Un autre avantage des balises, c’est qu’on peut vraiment analyser l'efficacité des Aires de Protection Marine. Les humains ont créé des AMP, qui sont des « frontières imaginaires » dans l'océan ; on ignore la façon dont les animaux utilisent réellement cet espace, ce qui est très difficile à comprendre sans tracer les mouvements des baleines dans cet espace de protection. Le marquage nous aide à le faire pour améliorer la conservation. Et puis, il y a les voies de navigation très dense avec des risques de collisions. Est-ce que les baleines les fréquentent ? On ne le sait pas si on ne marque pas les animaux, voilà une autre bonne raison de le faire.

Quelle est la nature de la coopération avec Globice sur l’opération réunionnaise MIROMEN?

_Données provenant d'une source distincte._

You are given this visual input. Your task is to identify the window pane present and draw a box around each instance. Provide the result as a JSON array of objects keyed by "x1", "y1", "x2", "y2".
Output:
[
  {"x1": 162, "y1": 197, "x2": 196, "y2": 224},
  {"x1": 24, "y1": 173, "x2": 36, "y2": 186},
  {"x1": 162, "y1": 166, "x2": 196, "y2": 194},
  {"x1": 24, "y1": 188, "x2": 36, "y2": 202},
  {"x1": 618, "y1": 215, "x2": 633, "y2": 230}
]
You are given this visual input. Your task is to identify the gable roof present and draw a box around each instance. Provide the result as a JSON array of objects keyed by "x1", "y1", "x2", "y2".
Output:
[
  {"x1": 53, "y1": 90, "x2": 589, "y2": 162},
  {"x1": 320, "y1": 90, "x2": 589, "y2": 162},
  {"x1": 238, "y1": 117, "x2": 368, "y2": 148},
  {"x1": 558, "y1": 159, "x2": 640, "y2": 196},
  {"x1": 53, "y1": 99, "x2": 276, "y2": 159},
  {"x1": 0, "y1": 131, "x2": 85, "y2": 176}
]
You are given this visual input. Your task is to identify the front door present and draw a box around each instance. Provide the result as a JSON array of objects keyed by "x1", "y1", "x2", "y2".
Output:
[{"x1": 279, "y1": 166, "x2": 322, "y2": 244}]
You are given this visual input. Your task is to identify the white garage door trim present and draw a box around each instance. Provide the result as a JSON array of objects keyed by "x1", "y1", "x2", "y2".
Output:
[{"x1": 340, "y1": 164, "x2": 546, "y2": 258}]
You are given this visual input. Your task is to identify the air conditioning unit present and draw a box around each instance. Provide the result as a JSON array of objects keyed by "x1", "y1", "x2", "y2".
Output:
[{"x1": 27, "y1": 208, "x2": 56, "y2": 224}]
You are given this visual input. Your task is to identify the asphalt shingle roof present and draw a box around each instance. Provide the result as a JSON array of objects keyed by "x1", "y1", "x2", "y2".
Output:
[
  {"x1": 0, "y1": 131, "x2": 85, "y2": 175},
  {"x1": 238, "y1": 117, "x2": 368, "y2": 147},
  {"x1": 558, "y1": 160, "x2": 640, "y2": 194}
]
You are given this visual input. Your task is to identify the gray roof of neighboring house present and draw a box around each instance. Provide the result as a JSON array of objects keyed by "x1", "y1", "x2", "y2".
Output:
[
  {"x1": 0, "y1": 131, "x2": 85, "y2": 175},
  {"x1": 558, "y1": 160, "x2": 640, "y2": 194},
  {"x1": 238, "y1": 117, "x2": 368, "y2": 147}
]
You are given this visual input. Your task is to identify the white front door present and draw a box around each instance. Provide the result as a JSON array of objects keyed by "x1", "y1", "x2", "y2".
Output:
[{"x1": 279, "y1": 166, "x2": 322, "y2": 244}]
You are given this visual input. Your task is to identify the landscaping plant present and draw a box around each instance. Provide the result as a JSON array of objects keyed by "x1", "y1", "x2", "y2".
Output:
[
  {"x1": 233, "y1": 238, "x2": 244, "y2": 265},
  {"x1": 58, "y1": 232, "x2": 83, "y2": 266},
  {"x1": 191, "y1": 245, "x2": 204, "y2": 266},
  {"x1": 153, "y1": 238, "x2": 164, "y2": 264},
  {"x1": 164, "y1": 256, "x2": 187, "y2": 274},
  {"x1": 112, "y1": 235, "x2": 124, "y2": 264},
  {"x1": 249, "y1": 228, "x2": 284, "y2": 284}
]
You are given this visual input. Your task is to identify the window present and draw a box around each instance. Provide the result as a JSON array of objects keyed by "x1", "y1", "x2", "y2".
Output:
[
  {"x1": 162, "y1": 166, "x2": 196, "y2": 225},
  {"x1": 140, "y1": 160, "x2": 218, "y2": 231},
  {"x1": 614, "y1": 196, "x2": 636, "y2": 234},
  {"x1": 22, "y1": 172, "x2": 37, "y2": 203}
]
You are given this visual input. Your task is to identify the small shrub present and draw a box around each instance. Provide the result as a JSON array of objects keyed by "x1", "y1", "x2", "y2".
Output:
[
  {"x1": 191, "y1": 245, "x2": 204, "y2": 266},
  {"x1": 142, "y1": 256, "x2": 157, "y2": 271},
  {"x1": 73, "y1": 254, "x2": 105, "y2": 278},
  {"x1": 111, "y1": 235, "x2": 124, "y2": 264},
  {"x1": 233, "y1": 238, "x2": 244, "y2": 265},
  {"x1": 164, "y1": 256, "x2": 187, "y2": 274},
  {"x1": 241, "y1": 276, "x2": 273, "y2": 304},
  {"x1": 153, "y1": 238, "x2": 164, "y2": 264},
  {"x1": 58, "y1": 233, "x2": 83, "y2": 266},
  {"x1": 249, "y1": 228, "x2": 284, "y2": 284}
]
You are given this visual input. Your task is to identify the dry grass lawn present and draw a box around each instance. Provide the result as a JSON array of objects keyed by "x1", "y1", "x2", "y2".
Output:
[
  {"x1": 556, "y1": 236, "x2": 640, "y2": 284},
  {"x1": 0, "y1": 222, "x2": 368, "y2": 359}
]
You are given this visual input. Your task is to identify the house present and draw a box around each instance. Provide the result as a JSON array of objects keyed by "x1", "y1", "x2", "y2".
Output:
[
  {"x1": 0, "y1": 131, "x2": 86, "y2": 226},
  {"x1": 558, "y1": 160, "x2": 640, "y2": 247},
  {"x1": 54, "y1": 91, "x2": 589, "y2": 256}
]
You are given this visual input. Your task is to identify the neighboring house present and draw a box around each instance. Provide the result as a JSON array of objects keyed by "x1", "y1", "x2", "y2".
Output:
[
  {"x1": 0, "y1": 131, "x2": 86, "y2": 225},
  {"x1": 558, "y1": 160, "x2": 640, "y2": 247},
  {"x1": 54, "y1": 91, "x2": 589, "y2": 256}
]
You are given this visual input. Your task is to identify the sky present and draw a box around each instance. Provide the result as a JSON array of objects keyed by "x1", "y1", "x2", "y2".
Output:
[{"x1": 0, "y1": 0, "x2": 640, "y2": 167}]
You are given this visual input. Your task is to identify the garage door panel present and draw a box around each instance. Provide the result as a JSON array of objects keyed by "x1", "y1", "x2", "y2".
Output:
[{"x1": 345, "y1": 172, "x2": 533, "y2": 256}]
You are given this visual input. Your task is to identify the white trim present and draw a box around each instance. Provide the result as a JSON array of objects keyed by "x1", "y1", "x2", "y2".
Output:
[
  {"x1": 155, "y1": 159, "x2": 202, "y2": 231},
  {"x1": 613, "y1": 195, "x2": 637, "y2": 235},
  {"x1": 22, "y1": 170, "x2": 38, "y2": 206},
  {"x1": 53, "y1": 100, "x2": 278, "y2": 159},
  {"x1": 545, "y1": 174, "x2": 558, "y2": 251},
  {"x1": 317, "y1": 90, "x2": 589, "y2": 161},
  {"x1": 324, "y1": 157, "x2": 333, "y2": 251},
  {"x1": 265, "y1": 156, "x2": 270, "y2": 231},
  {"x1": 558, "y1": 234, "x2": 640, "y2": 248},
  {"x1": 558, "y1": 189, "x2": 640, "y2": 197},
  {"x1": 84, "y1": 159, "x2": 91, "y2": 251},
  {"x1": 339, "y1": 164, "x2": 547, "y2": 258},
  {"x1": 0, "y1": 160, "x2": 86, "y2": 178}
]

Il y a très peu de personnes qui sont vraiment bien formées pour déployer ces balises et utiliser le type de matériel dont nous disposons. Cela n'a pas de sens pour une ONG d'acheter tout ce matériel vraiment spécialisé et très cher qu’on met du temps à paramétrer, ou d'essayer de poser des balises sans expérience. Globice voulait lancer une nouvelle campagne de marquage, ils avaient mené une opération similaire en 2013 et ils voulaient la relancer en 2019. Ils nous ont donc contactés pour connaître nos disponibilités, pour voir si on pouvait les aider à déployer ces balises. Je suis donc ici pour collaborer avec eux sur le projet Miromen, pour les aider à déployer les balises correspondant à leur programme scientifique. C'est toujours intéressant de venir collaborer à ce type de projet. Cela permet de rencontrer des gens du monde entier, mais aussi de voir à quel point les gens se dévouent pour mener des recherches dans leur région, et à quel point ils sont passionnés. C’est vraiment cool de voir ça et de pouvoir aider.

Ces opérations sont particulièrement techniques et délicates. Quels sont les risques et facteurs clé de réussite pour aboutir?

C'est délicat et extrêmement chronophage. J'ai déjà évoqué la patience qu'il faut avoir. La balise – et d’ailleurs tout le matériel – est fragile. Il faut donc en prendre grand soin quand on l'utilise. Il y a également un enjeu de sécurité : je suis formée et hautement spécialisée dans tout ce qui concerne la sécurité des armes à feu. Il faut bien avoir à l’esprit que le fusil lance-amarres est une arme chargée qui présente des risques similaires pour les humains et les baleines si elle est mal utilisée.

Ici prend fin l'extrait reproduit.